Wuff: Sony kündigt dritte AIBO-Generation an
Dank der auf einem 32-MByte-Memory-Stick mitgelieferten Software "AIBO Mind" kann der überarbeitete AIBO etwas besser auf Sprachkommandos und per Sensoren erfassten Berührungen reagieren, verspricht Sony. So werden nun 180 verschiedene Sprachkommandos verstanden, die Vorgänger schafften es nicht einmal auf die Hälfte davon. Eine neu hinzugekommene Mustererkennung erlaubt es auch, mittels 15 verschiedener, vor die Kamera des Roboters zu haltenden, kreditkartengroßen AIBO-Kärtchen Befehle, Einstellungs- und Modus-Veränderungen zu übermitteln. Diese Technik erlaubt es dem ERS-7 erstmals, seine entsprechend markierte Ladestation zu erkennen und sich bei schwachem Akku selbsttätig aufzuladen.
Drei neue Infrarot-Entfernungs-Sensoren – zwei in der Schnauze und einer in der Brust – helfen dem überarbeiteten AIBO, sich besser in seiner Umgebung zurechtzufinden und Wände sowie Hürden zu meiden. Mit dem in der Brust steckenden Sensor lassen sich zudem Kanten besser erkennen und das Risiko vermindern, dass AIBO aus größerer Höhe herunterfällt.
Neben dem AIBO ERS-7 wurde noch eine um ERS-7-Unterstützung erweiterte Version des frei verfügbaren Open-R-Entwicklungspakets in Aussicht gestellt, welche die Programmierung eigener Roboter-Software ermöglicht. Eine offizielle Beta-Version wird zur Auslieferung des ERS-7 verfügbar sein, das fertige Entwicklungspaket folgt jedoch erst im Februar 2004.

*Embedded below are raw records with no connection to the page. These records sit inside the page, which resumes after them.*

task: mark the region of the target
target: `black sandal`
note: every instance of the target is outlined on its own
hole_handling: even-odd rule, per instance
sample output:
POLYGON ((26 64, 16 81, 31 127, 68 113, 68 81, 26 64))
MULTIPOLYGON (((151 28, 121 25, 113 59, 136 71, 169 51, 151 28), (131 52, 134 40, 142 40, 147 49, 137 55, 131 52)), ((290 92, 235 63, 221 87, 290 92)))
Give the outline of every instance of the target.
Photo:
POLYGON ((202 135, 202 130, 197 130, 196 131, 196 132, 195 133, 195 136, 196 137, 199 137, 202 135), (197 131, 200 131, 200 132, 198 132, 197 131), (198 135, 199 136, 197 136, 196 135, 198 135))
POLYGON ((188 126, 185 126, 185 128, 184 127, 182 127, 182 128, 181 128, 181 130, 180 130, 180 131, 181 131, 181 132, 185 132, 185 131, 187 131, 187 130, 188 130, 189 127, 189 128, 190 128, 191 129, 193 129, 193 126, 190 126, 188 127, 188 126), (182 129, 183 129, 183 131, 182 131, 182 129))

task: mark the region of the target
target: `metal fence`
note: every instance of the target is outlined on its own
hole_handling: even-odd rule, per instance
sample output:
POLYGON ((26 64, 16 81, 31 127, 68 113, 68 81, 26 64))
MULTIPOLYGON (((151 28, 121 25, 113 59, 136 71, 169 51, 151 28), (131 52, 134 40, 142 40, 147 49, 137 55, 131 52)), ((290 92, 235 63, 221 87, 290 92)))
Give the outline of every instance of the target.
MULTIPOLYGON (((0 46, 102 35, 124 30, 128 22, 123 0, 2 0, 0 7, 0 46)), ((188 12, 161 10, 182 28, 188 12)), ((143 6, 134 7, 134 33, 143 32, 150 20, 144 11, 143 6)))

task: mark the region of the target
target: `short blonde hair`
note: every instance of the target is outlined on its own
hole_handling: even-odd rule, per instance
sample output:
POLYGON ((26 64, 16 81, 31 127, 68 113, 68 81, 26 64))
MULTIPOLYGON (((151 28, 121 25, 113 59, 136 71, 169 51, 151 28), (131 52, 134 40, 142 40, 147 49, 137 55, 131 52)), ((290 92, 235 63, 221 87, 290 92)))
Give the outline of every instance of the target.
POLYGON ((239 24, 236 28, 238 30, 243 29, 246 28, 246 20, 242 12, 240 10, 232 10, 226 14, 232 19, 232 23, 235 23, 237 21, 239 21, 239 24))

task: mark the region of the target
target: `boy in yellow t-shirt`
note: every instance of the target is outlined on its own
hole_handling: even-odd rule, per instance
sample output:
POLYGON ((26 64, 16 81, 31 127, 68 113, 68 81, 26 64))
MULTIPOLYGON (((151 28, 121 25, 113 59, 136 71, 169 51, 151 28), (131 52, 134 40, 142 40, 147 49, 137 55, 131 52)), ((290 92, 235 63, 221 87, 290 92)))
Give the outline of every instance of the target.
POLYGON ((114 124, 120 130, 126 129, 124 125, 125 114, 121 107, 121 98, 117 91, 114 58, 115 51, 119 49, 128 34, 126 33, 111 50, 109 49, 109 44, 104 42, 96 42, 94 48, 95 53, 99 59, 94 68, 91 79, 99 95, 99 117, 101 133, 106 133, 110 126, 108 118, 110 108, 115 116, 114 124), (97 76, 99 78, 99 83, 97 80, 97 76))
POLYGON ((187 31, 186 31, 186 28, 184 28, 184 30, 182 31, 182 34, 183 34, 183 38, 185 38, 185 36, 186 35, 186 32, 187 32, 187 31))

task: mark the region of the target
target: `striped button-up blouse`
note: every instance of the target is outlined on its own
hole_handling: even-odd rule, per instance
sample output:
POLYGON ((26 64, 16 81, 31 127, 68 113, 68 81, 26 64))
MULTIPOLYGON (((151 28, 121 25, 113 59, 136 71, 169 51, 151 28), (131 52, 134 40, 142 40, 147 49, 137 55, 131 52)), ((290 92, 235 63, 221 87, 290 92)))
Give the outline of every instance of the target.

Sonys AIBO ERS-7 kostet in den USA rund 1.600 US-Dollar (zzgl. Steuer), umfasst WLAN, die AIBO Mind Software, eine Ladestation, einen Akku, 15 AIBO-Cards, einen Spielzeugknochen namens "AIBOne" und einen rosafarbenen Ball. Die Auslieferung wird in den USA Anfang November 2003 beginnen, eine Vorbestellung ist ab 10. Oktober 2003 etwa über www.us.aibo.com möglich. In Japan wird der Roboter-Hund, der für Forschungszwecke u.a. von Unis genutzt wird, bereits ab 27. Oktober 2003 erhältlich sein. Für Europa wurde noch kein Termin genannt.